Key Quantization Details

  • Source Model: Qwen/Qwen2.5-3B
  • Quantization Method: Uniform PTQ
  • Bits per Weight: 3.47
  • Depth: d=2 (9 levels)
  • Quantized Layers: All 2D linear matrices
  • FP16 Kept: lm_head, token embeddings, and all *_norm layers

While the on-disk size remains similar to the FP16 source due to dequantization for stock transformers compatibility, the 3.47-bpw figure highlights its efficiency for specialized hardware that can directly process the packed trit format.
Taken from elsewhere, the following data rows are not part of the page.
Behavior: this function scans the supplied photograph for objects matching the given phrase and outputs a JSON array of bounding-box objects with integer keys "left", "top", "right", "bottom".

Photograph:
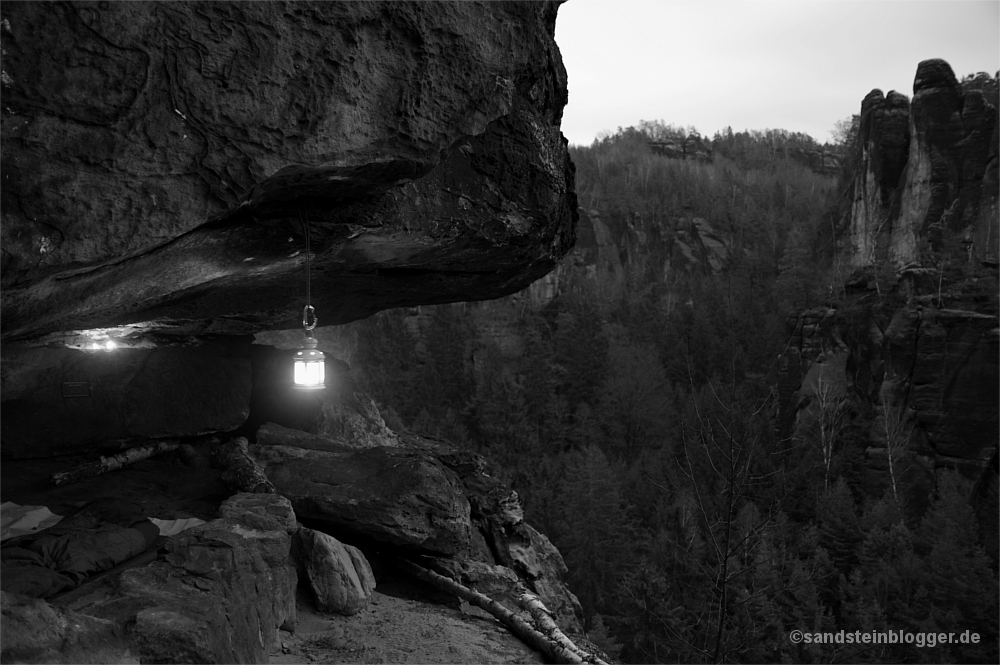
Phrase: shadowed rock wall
[
  {"left": 847, "top": 60, "right": 1000, "bottom": 267},
  {"left": 0, "top": 2, "right": 576, "bottom": 341}
]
The tritllm-codec and tritllm-kernel projects provide the underlying technology for this quantization and efficient inference.

Good for

  • Deploying Qwen2.5-3B in environments requiring reduced memory footprint and faster inference with specialized hardware.
  • Research and development in efficient LLM quantization techniques, particularly balanced ternary methods.
  • Applications where the trade-off between model size/speed and minor performance degradation from quantization is acceptable.